Humor, identidade e imigração
O fenómeno dos memes da “Guiana Brasileira” surge num momento em que a imigração brasileira em Portugal está em alta, com números recorde. Segundo dados oficiais do SEF (Serviço de Estrangeiros e Fronteiras), os brasileiros representam a maior comunidade estrangeira residente no país, com mais de 400 mil cidadãos legalmente registados.

Este contexto tem motivado tanto manifestações de integração como tensões culturais, sendo muitas vezes amplificadas pelas redes sociais. O humor, neste caso, surge como campo de batalha simbólica entre diferentes percepções de identidade, pertença e passado colonial.

Um fenómeno a observar
Apesar de muitos considerarem o fenómeno apenas uma piada sem consequências, especialistas em comunicação e sociologia alertam para os seus efeitos. “As redes sociais transformaram-se em espaços onde as fronteiras entre humor e hostilidade são cada vez mais difusas. Estes conteúdos, ainda que satíricos, podem reforçar estereótipos e ressentimentos latentes”, explicou à imprensa portuguesa uma investigadora do ISCTE que acompanha fenómenos de cultura digital.

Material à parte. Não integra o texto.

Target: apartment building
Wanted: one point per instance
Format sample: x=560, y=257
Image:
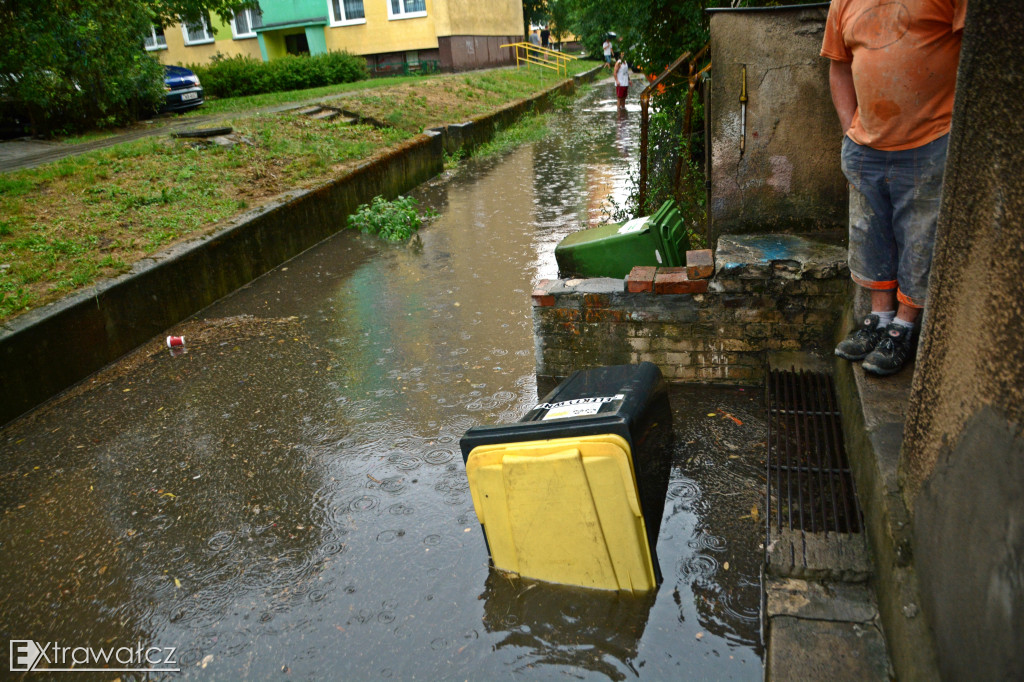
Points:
x=455, y=35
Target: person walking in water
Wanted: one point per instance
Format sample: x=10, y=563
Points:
x=621, y=74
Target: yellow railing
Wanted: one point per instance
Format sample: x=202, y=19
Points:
x=529, y=53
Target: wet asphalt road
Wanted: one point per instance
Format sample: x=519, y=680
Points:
x=286, y=499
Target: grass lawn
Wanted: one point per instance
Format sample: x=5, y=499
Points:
x=68, y=223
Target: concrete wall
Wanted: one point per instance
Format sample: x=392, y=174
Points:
x=468, y=33
x=464, y=52
x=963, y=457
x=769, y=294
x=787, y=178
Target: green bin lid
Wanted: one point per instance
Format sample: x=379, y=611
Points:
x=672, y=236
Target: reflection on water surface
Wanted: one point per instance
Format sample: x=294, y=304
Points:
x=287, y=497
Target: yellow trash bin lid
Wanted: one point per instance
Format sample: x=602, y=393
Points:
x=564, y=510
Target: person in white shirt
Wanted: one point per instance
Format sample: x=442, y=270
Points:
x=622, y=77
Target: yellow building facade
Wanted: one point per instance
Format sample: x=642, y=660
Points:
x=392, y=35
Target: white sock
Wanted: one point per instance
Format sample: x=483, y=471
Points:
x=903, y=323
x=885, y=316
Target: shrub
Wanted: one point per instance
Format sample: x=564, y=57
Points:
x=392, y=221
x=240, y=76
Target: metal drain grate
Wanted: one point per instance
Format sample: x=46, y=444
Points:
x=810, y=486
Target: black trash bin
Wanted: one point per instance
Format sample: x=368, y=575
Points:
x=573, y=492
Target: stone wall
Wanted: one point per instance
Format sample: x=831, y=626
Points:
x=768, y=293
x=787, y=176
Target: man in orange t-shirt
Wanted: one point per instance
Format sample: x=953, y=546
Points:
x=893, y=75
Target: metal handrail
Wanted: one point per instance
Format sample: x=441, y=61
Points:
x=542, y=56
x=692, y=78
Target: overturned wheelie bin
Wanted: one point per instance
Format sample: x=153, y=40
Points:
x=573, y=492
x=611, y=251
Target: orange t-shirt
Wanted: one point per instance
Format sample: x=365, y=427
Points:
x=904, y=55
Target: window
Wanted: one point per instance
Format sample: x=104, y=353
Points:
x=346, y=11
x=407, y=8
x=199, y=33
x=245, y=23
x=155, y=40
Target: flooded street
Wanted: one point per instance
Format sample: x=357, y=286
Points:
x=286, y=499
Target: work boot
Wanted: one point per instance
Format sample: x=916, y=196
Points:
x=861, y=340
x=892, y=351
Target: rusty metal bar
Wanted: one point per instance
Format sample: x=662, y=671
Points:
x=645, y=119
x=807, y=466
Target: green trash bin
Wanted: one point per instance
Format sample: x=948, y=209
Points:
x=611, y=251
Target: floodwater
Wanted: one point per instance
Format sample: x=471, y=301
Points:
x=286, y=499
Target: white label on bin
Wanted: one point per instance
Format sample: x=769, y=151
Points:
x=634, y=225
x=577, y=408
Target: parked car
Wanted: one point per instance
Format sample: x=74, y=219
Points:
x=183, y=89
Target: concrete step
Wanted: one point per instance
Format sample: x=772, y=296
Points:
x=819, y=556
x=326, y=114
x=823, y=632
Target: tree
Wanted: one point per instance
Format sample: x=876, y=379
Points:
x=82, y=65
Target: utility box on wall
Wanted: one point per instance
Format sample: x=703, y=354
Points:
x=775, y=166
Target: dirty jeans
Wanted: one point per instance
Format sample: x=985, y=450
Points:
x=894, y=206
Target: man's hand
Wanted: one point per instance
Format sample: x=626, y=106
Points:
x=844, y=94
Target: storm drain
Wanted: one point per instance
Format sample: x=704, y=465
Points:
x=813, y=519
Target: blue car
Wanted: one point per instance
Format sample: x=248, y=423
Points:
x=183, y=89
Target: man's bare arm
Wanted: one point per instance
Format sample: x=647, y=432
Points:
x=844, y=94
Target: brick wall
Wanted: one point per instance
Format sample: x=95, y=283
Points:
x=767, y=293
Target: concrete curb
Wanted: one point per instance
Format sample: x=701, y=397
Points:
x=872, y=425
x=49, y=349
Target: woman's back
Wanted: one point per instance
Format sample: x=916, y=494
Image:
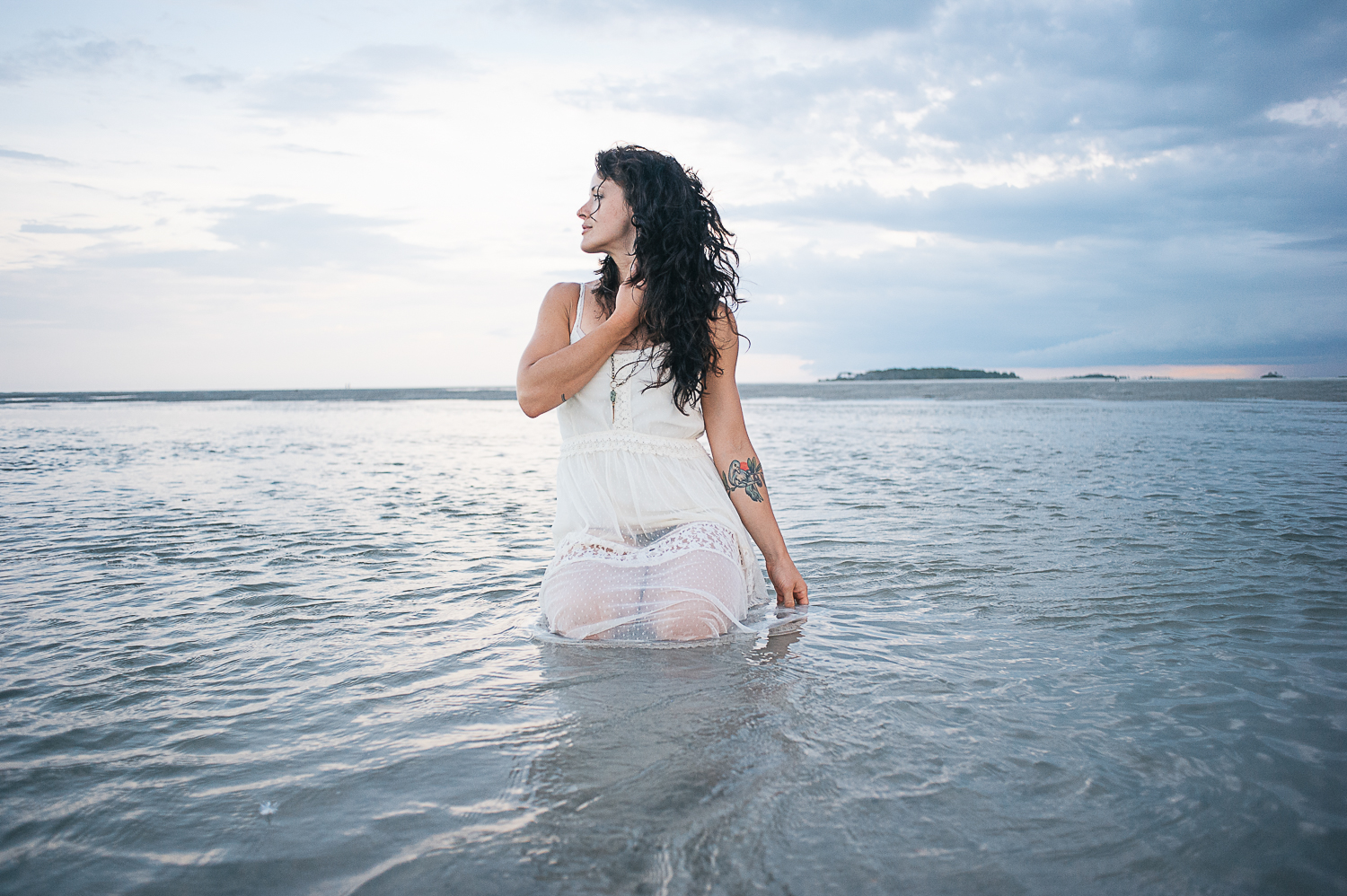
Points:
x=622, y=396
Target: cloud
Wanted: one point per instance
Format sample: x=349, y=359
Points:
x=72, y=51
x=274, y=236
x=1314, y=112
x=360, y=81
x=30, y=156
x=57, y=228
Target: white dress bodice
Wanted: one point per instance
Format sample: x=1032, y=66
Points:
x=638, y=407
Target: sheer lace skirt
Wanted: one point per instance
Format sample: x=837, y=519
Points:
x=648, y=546
x=683, y=585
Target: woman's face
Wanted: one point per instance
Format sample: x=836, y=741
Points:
x=606, y=220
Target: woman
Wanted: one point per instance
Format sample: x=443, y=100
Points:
x=652, y=535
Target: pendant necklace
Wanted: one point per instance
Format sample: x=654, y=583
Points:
x=613, y=382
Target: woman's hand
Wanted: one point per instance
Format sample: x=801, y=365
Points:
x=788, y=584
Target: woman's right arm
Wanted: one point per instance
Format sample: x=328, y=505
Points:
x=552, y=366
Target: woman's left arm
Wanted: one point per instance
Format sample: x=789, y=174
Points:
x=741, y=472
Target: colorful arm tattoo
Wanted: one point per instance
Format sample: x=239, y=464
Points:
x=745, y=475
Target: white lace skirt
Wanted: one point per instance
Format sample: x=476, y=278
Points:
x=648, y=546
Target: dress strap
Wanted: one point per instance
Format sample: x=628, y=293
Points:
x=579, y=315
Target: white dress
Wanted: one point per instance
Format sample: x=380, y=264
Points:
x=648, y=545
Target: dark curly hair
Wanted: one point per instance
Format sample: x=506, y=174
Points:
x=684, y=261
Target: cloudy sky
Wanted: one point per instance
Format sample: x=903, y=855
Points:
x=255, y=194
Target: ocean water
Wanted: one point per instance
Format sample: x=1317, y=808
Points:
x=1055, y=647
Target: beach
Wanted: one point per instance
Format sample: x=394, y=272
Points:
x=1072, y=637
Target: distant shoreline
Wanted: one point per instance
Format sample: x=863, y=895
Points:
x=921, y=373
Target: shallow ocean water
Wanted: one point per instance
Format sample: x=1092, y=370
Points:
x=1055, y=647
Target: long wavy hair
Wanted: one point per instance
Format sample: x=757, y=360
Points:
x=684, y=261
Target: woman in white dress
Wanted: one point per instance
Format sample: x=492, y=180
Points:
x=652, y=535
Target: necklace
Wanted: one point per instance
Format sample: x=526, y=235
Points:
x=613, y=382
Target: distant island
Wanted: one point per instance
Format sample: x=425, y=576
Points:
x=924, y=373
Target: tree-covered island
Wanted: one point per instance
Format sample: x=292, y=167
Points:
x=924, y=373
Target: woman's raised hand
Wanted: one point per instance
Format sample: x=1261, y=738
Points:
x=788, y=584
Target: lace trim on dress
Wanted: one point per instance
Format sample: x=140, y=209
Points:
x=633, y=444
x=690, y=537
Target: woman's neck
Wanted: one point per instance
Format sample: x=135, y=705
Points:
x=624, y=264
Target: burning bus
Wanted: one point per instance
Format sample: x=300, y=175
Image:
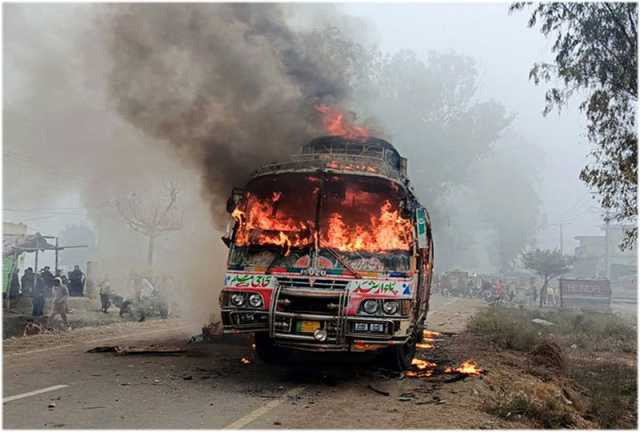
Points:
x=329, y=251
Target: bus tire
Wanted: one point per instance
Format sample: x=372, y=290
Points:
x=398, y=357
x=266, y=349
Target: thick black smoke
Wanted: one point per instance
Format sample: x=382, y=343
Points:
x=230, y=86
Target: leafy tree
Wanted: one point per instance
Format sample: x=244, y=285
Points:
x=547, y=264
x=596, y=54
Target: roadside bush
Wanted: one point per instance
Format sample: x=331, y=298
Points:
x=612, y=391
x=549, y=414
x=511, y=328
x=507, y=328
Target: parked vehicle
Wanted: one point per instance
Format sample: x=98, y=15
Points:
x=330, y=251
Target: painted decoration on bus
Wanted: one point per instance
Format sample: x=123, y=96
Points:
x=240, y=280
x=381, y=287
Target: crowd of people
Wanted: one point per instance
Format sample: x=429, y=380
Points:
x=140, y=297
x=46, y=286
x=147, y=296
x=492, y=288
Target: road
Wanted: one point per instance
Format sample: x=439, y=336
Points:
x=60, y=385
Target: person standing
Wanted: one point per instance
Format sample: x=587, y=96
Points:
x=59, y=304
x=48, y=278
x=76, y=282
x=14, y=287
x=105, y=294
x=39, y=291
x=27, y=281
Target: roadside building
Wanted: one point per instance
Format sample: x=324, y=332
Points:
x=600, y=257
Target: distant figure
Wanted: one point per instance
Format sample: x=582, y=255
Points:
x=27, y=281
x=14, y=287
x=105, y=294
x=48, y=279
x=39, y=292
x=500, y=294
x=76, y=282
x=59, y=305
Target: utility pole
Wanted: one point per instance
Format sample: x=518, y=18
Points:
x=561, y=241
x=606, y=245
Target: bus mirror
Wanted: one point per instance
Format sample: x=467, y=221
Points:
x=234, y=199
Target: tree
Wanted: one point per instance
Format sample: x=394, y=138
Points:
x=151, y=219
x=596, y=54
x=547, y=264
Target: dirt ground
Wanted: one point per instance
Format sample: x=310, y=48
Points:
x=218, y=390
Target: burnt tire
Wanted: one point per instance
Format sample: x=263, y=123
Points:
x=266, y=349
x=398, y=358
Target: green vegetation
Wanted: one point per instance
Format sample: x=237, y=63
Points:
x=607, y=383
x=549, y=414
x=514, y=329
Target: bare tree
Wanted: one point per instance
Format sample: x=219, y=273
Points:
x=152, y=218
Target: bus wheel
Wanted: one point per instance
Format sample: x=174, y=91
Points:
x=399, y=357
x=266, y=350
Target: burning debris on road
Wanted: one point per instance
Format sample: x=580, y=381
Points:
x=421, y=368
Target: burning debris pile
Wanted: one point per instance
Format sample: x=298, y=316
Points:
x=421, y=368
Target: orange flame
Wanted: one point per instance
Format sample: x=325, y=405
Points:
x=424, y=346
x=468, y=367
x=335, y=124
x=387, y=231
x=263, y=224
x=422, y=364
x=421, y=369
x=429, y=334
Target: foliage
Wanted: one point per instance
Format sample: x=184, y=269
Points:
x=612, y=391
x=596, y=55
x=547, y=264
x=549, y=414
x=511, y=328
x=429, y=109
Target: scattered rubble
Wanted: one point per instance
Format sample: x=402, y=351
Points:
x=148, y=350
x=542, y=322
x=382, y=392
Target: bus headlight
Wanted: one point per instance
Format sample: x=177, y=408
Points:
x=237, y=299
x=370, y=306
x=255, y=300
x=390, y=307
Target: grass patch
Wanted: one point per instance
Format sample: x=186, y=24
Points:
x=548, y=414
x=608, y=387
x=612, y=391
x=512, y=328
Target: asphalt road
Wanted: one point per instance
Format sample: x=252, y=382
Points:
x=63, y=386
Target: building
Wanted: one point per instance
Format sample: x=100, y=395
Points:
x=600, y=257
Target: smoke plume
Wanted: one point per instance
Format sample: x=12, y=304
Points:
x=229, y=86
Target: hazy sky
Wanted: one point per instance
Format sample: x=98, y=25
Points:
x=504, y=49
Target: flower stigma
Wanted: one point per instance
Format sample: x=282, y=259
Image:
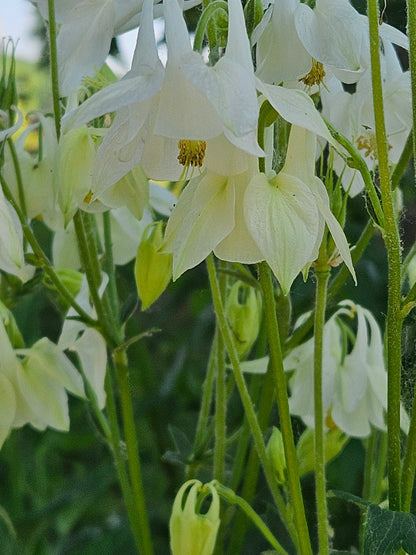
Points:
x=368, y=143
x=88, y=197
x=315, y=76
x=191, y=153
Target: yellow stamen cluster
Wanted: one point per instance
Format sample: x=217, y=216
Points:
x=191, y=153
x=315, y=76
x=88, y=197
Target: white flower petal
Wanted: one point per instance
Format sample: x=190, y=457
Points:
x=202, y=218
x=296, y=107
x=284, y=222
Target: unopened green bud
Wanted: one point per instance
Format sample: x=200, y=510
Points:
x=411, y=271
x=193, y=532
x=70, y=278
x=10, y=326
x=334, y=442
x=253, y=13
x=75, y=159
x=8, y=91
x=153, y=268
x=276, y=454
x=244, y=309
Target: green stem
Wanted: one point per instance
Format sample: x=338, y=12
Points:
x=409, y=462
x=276, y=364
x=403, y=162
x=220, y=394
x=19, y=180
x=43, y=259
x=54, y=66
x=411, y=33
x=206, y=15
x=322, y=275
x=220, y=412
x=92, y=398
x=334, y=286
x=120, y=463
x=130, y=433
x=109, y=266
x=89, y=258
x=252, y=472
x=373, y=474
x=392, y=242
x=200, y=440
x=231, y=497
x=241, y=385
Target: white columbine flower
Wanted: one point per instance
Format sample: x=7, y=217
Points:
x=85, y=33
x=286, y=214
x=354, y=380
x=12, y=259
x=353, y=115
x=180, y=118
x=332, y=37
x=34, y=384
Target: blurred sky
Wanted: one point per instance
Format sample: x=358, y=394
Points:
x=17, y=19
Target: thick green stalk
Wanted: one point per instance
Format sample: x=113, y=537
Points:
x=392, y=242
x=403, y=162
x=204, y=411
x=220, y=395
x=109, y=266
x=130, y=434
x=120, y=462
x=276, y=362
x=411, y=33
x=322, y=275
x=54, y=66
x=89, y=258
x=242, y=388
x=220, y=413
x=252, y=473
x=19, y=180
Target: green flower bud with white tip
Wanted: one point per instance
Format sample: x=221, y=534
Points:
x=276, y=454
x=334, y=442
x=153, y=268
x=244, y=310
x=193, y=532
x=10, y=326
x=74, y=164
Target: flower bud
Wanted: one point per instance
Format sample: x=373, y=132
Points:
x=8, y=90
x=276, y=454
x=10, y=326
x=191, y=532
x=74, y=164
x=153, y=268
x=243, y=308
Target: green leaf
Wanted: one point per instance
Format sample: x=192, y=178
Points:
x=386, y=532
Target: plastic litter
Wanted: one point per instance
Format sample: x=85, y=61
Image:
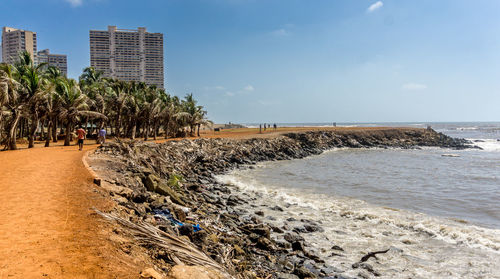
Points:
x=165, y=214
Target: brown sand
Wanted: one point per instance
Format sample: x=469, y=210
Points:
x=48, y=228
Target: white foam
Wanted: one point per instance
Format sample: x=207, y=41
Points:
x=449, y=231
x=487, y=144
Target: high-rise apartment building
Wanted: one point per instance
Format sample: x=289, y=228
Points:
x=15, y=41
x=130, y=55
x=57, y=60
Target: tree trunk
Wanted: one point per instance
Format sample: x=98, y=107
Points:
x=32, y=132
x=146, y=131
x=11, y=143
x=49, y=132
x=155, y=130
x=118, y=123
x=54, y=130
x=68, y=134
x=134, y=128
x=166, y=128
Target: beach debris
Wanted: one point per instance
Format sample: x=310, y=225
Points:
x=165, y=214
x=372, y=254
x=191, y=272
x=450, y=155
x=150, y=273
x=179, y=250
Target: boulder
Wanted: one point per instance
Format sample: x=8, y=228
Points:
x=164, y=189
x=150, y=273
x=151, y=182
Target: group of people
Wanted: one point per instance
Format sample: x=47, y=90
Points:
x=267, y=126
x=82, y=134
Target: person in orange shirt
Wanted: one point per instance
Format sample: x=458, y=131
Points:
x=81, y=136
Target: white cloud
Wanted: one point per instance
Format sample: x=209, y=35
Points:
x=75, y=3
x=375, y=6
x=249, y=88
x=412, y=86
x=282, y=32
x=212, y=88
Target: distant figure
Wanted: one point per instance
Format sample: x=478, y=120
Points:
x=81, y=136
x=102, y=136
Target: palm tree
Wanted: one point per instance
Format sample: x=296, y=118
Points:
x=73, y=105
x=118, y=99
x=33, y=85
x=11, y=104
x=192, y=115
x=54, y=76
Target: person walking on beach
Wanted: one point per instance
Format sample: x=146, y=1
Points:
x=102, y=136
x=81, y=136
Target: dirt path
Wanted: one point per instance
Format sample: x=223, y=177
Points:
x=47, y=226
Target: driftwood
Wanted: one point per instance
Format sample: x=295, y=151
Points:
x=179, y=250
x=372, y=254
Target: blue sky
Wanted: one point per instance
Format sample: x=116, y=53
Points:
x=301, y=60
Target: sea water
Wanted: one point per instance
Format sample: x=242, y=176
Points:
x=437, y=210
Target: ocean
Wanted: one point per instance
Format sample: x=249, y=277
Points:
x=436, y=210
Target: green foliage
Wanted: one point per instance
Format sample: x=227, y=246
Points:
x=40, y=94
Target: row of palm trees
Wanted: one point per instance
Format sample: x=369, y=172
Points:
x=39, y=100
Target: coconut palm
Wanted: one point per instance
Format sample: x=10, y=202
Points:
x=73, y=105
x=11, y=104
x=33, y=85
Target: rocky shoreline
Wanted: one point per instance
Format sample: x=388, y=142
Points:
x=176, y=179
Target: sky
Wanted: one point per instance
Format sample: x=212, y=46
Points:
x=290, y=61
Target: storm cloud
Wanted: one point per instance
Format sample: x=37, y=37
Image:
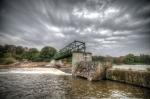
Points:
x=108, y=27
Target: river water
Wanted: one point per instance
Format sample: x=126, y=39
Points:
x=50, y=83
x=133, y=67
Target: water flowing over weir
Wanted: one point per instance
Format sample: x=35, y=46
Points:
x=50, y=83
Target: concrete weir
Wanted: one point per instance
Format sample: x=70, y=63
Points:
x=91, y=70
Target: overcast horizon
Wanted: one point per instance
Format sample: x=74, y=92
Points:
x=108, y=27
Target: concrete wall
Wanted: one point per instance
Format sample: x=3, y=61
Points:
x=140, y=78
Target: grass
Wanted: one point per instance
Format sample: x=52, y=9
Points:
x=148, y=69
x=130, y=69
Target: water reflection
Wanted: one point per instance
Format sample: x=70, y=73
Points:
x=47, y=85
x=133, y=67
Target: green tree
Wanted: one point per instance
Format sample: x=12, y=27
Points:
x=47, y=53
x=129, y=59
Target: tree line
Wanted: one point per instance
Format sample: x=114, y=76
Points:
x=11, y=53
x=127, y=59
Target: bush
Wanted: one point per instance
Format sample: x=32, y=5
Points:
x=7, y=61
x=148, y=69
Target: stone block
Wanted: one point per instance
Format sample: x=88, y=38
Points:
x=90, y=70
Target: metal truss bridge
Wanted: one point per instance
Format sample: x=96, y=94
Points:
x=76, y=46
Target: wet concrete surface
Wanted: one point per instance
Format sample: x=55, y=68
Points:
x=49, y=83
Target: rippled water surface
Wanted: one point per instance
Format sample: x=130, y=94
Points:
x=134, y=67
x=50, y=83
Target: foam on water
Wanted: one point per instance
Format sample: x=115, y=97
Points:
x=34, y=71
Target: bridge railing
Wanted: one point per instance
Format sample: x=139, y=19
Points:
x=67, y=51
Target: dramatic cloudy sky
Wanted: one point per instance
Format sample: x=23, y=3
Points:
x=108, y=27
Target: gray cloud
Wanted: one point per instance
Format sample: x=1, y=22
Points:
x=108, y=27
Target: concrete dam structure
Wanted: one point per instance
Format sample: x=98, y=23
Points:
x=91, y=70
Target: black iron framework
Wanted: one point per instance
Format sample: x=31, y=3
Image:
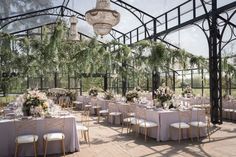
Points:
x=62, y=11
x=213, y=21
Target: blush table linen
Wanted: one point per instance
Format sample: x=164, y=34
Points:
x=7, y=137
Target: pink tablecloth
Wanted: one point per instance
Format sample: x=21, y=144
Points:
x=7, y=138
x=168, y=117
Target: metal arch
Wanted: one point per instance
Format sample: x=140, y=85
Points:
x=80, y=33
x=139, y=14
x=232, y=29
x=55, y=11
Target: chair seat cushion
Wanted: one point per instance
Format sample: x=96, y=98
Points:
x=128, y=120
x=136, y=121
x=131, y=114
x=26, y=139
x=54, y=136
x=181, y=125
x=228, y=110
x=198, y=124
x=148, y=124
x=81, y=127
x=103, y=111
x=96, y=107
x=115, y=113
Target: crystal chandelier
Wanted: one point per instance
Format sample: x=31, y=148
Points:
x=102, y=18
x=73, y=29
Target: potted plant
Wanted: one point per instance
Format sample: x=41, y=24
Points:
x=131, y=95
x=35, y=103
x=108, y=95
x=164, y=95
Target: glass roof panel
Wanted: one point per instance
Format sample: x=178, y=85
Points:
x=29, y=23
x=16, y=7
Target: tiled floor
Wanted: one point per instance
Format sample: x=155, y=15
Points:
x=107, y=141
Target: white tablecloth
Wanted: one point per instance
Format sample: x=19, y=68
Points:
x=7, y=138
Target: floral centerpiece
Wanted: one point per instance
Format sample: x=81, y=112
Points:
x=131, y=95
x=93, y=91
x=108, y=95
x=188, y=92
x=164, y=95
x=35, y=103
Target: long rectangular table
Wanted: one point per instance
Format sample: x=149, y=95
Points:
x=168, y=117
x=7, y=137
x=161, y=117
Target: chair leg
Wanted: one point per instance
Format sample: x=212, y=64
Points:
x=35, y=149
x=198, y=136
x=179, y=134
x=16, y=150
x=191, y=133
x=145, y=133
x=98, y=117
x=45, y=149
x=122, y=126
x=82, y=134
x=85, y=137
x=63, y=147
x=170, y=133
x=88, y=137
x=208, y=133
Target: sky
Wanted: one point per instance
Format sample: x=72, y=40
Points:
x=191, y=39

Enquanto isso, os memes continuam a multiplicar-se, e a tensão entre brincadeira e ofensa permanece. Para uns, Portugal continua a ser uma nação soberana com um legado histórico complexo; para outros, pelo menos no universo virtual, tornou-se o mais novo “território tropicalizado” do Brasil — com ou sem “bacalhau na bandeira”.